Du 30 au 31 mai, la troisième édition du Paris Book Market (PBM) a battu son plein, rue de Turenne, à Paris. L’événement a fait rayonner la production éditoriale en langue française avec la présence inédite, cette année, d’une quinzaine d’éditeurs francophones invités à exposer l’étendue de leur catalogue auprès des éditeurs internationaux. « Cette invitation correspondait à la volonté partagée du Bief et des associations francophones de prolonger nos échanges », explique Claire Mauguière, fondatrice du Paris Book Market. Une opportunité supplémentaire, donc, de renforcer le réseau international dédié à la promotion de la langue française, en dehors des deux fellowship qu’organise le Bief chaque année.

« Les éditeurs étrangers sont vraiment intéressés par notre offre »

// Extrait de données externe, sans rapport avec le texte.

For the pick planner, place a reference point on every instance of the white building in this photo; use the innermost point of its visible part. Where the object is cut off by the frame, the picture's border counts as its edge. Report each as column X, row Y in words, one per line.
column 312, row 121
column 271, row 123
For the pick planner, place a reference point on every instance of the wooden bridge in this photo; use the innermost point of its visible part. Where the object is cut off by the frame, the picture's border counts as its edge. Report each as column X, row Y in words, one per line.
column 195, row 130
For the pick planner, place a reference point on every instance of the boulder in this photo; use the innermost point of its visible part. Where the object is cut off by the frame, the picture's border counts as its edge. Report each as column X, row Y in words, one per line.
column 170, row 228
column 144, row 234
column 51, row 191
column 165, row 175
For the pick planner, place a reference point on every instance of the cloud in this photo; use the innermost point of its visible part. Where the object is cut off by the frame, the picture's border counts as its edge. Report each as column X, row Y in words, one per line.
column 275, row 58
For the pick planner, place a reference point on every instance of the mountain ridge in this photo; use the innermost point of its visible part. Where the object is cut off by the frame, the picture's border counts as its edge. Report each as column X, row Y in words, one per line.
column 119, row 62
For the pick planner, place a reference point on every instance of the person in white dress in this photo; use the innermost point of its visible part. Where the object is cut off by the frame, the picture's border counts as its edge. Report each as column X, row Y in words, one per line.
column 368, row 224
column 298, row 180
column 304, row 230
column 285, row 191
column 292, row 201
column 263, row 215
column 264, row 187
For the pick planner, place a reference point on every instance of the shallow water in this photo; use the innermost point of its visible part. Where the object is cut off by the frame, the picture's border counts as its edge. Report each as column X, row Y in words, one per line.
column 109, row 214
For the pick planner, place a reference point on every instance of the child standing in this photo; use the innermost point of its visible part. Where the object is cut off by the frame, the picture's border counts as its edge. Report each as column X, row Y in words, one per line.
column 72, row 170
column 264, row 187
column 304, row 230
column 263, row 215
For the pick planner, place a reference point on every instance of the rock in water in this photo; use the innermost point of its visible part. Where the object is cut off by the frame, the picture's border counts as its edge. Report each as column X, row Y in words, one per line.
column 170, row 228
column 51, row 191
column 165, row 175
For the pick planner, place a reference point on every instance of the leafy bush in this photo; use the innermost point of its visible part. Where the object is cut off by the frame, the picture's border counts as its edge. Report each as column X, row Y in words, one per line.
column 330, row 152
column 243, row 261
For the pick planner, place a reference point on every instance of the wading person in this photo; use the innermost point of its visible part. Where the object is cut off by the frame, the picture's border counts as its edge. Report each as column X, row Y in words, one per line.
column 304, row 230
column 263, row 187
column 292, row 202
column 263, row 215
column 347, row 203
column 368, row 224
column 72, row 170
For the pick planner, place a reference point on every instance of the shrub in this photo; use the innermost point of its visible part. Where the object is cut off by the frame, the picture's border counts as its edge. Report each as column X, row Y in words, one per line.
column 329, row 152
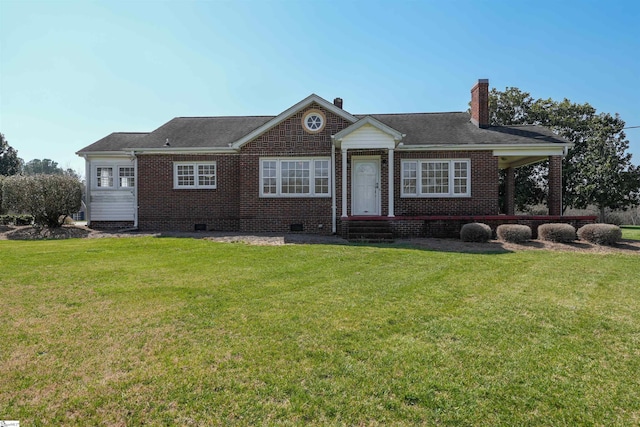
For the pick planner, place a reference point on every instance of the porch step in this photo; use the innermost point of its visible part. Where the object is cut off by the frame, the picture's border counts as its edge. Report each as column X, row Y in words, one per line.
column 369, row 231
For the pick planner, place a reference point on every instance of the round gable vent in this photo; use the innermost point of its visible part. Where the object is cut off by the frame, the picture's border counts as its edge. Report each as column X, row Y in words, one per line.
column 313, row 121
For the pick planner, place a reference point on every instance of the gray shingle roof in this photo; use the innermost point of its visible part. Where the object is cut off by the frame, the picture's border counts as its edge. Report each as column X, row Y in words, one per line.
column 457, row 129
column 116, row 141
column 203, row 132
column 419, row 128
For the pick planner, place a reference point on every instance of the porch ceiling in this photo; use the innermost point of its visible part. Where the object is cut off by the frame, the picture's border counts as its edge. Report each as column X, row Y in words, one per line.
column 505, row 162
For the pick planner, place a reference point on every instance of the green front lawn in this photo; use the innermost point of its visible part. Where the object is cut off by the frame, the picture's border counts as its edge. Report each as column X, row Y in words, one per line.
column 631, row 232
column 165, row 331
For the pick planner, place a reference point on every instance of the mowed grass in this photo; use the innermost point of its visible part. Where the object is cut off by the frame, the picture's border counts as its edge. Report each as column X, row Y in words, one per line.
column 631, row 232
column 163, row 331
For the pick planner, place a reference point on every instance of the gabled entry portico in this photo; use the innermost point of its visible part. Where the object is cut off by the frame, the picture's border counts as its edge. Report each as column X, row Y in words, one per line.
column 365, row 183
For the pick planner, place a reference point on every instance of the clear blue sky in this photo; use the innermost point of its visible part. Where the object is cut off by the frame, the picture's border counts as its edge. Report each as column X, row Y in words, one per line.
column 71, row 72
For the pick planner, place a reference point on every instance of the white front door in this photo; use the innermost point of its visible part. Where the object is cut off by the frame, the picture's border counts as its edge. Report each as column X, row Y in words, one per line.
column 365, row 188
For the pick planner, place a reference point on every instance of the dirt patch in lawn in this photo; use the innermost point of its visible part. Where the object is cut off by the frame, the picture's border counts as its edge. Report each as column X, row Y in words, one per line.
column 273, row 239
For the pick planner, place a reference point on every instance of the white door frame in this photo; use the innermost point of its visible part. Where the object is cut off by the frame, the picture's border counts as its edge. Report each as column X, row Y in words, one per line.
column 354, row 161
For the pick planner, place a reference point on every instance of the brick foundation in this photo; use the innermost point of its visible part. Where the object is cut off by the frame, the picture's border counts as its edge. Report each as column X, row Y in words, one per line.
column 110, row 225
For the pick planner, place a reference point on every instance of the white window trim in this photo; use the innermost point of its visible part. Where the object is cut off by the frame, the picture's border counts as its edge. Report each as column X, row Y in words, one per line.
column 195, row 185
column 116, row 176
column 312, row 177
column 420, row 194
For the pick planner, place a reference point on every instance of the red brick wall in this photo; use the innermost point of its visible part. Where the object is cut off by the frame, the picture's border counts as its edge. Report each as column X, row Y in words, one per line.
column 484, row 187
column 161, row 207
column 236, row 205
column 288, row 139
column 554, row 200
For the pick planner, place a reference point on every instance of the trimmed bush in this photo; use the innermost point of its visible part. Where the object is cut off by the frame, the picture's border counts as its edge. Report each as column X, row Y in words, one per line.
column 514, row 233
column 47, row 198
column 600, row 234
column 561, row 233
column 475, row 232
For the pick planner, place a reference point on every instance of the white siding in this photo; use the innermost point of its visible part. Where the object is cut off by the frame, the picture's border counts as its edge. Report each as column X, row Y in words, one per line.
column 107, row 204
column 368, row 136
column 114, row 205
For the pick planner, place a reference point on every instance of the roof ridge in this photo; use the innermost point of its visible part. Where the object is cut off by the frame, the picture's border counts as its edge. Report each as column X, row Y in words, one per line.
column 131, row 132
column 219, row 117
column 405, row 114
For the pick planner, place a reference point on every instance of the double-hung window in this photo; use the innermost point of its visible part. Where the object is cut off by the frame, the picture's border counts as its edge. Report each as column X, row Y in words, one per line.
column 104, row 177
column 295, row 177
column 114, row 177
column 436, row 178
column 194, row 175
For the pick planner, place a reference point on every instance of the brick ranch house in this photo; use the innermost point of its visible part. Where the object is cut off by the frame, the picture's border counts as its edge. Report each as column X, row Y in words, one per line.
column 316, row 168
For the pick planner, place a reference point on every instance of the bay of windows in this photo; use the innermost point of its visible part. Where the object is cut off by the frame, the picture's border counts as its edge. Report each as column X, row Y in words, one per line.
column 114, row 177
column 436, row 178
column 295, row 177
column 194, row 175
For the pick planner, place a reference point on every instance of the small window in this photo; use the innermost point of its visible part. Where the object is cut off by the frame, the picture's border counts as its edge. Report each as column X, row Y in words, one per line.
column 104, row 177
column 127, row 176
column 194, row 175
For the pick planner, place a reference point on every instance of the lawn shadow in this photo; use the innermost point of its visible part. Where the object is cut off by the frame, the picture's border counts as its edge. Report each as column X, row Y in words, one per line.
column 493, row 247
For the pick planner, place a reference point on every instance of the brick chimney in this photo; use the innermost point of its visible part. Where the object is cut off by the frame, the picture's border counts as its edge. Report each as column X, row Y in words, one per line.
column 480, row 104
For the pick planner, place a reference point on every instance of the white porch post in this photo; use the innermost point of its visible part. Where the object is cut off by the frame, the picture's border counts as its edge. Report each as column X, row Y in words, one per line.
column 391, row 184
column 344, row 183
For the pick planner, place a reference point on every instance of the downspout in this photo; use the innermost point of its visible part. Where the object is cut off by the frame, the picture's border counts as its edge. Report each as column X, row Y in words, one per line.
column 135, row 189
column 333, row 190
column 87, row 174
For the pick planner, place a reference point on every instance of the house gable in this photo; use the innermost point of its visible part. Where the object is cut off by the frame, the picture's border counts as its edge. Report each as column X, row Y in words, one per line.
column 367, row 133
column 295, row 110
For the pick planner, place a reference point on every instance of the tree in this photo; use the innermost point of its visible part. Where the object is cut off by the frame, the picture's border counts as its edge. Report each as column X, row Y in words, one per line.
column 45, row 166
column 596, row 171
column 513, row 107
column 605, row 177
column 50, row 199
column 10, row 163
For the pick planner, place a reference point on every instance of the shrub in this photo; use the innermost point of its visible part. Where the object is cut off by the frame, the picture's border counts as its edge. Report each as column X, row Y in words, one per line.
column 2, row 178
column 6, row 219
column 475, row 232
column 613, row 218
column 24, row 219
column 49, row 199
column 600, row 234
column 514, row 233
column 562, row 233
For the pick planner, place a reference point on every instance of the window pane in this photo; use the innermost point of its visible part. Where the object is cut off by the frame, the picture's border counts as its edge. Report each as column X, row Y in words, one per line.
column 321, row 177
column 269, row 177
column 104, row 177
column 126, row 176
column 460, row 177
column 186, row 175
column 410, row 177
column 207, row 175
column 435, row 177
column 295, row 177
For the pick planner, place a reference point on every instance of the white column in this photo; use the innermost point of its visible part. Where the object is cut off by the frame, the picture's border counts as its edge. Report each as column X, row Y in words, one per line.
column 344, row 183
column 391, row 195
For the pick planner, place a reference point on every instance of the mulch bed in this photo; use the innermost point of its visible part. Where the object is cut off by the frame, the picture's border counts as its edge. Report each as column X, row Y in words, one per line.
column 445, row 245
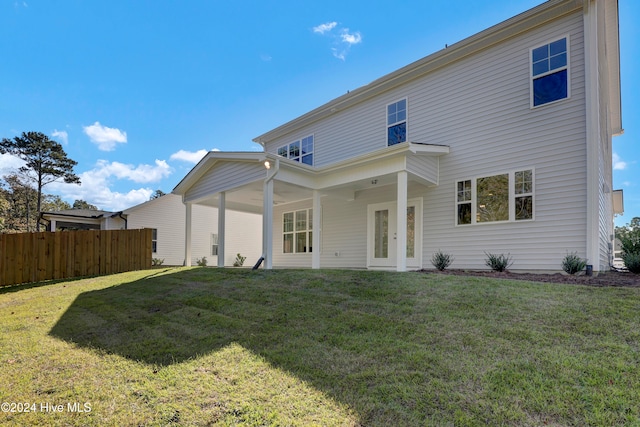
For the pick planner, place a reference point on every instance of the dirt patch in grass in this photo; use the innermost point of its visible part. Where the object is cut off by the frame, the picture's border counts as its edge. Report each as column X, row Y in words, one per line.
column 608, row 279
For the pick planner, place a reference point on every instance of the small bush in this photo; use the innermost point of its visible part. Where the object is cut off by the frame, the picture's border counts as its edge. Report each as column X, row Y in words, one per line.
column 498, row 263
column 239, row 262
column 441, row 260
column 632, row 261
column 573, row 264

« Avoir au Paris Book Market des éditeurs d’autres pays francophones enrichit l’événement et élargit l’offre présentée aux professionnels étrangers venus acheter. Il me semble que c’est positif pour tout le monde. Les éditeurs francophones ont été très enthousiastes. Pour les éditeurs du Québec, par exemple, qui sont encore plus régulièrement que d’autres en concurrence avec la langue anglaise, participer à un événement qui met la production éditoriale en langue française au centre des échanges est intéressant. Pour les éditeurs algériens ou marocains, le réflexe de vendre des droits en langues étrangères n’est peut-être pas toujours immédiat du fait d’un plurilinguisme existant déjà au niveau national ; participer au Paris Book Market a été pour eux une occasion de porter leurs auteurs francophones sur la scène internationale », poursuit l’organisatrice. Et pour cause, si la difficile visibilité des éditeurs francophones sur le marché international des droits peut s’expliquer par la précarité de certains marchés, le phénomène s’explique aussi par l’hégémonie de l’édition française, qui représente en moyenne 85% des ventes en langue française.

« En Belgique, les éditeurs belges ne sont pas attendus sur la littérature », confirme Gérard Adam, patron de Meo éditions, dont les auteurs sont essentiellement français, belges et africains. En 2022, 40 % du chiffre d’affaires du marché francophone belge reposait sur l’exportation. Alors, lorsque l’éditeur a reçu l’invitation pour le Paris Book Market, il n’a pas pu refuser. « Les éditeurs étrangers sont vraiment intéressés par notre offre et puis ça nous permet d’élargir nos horizons, de créer de nouveaux contacts et de faire connaître nos livres », se réjouit-il, ravi d’avoir obtenu 36 rendez-vous en deux jours, dont un avec un éditeur canadien.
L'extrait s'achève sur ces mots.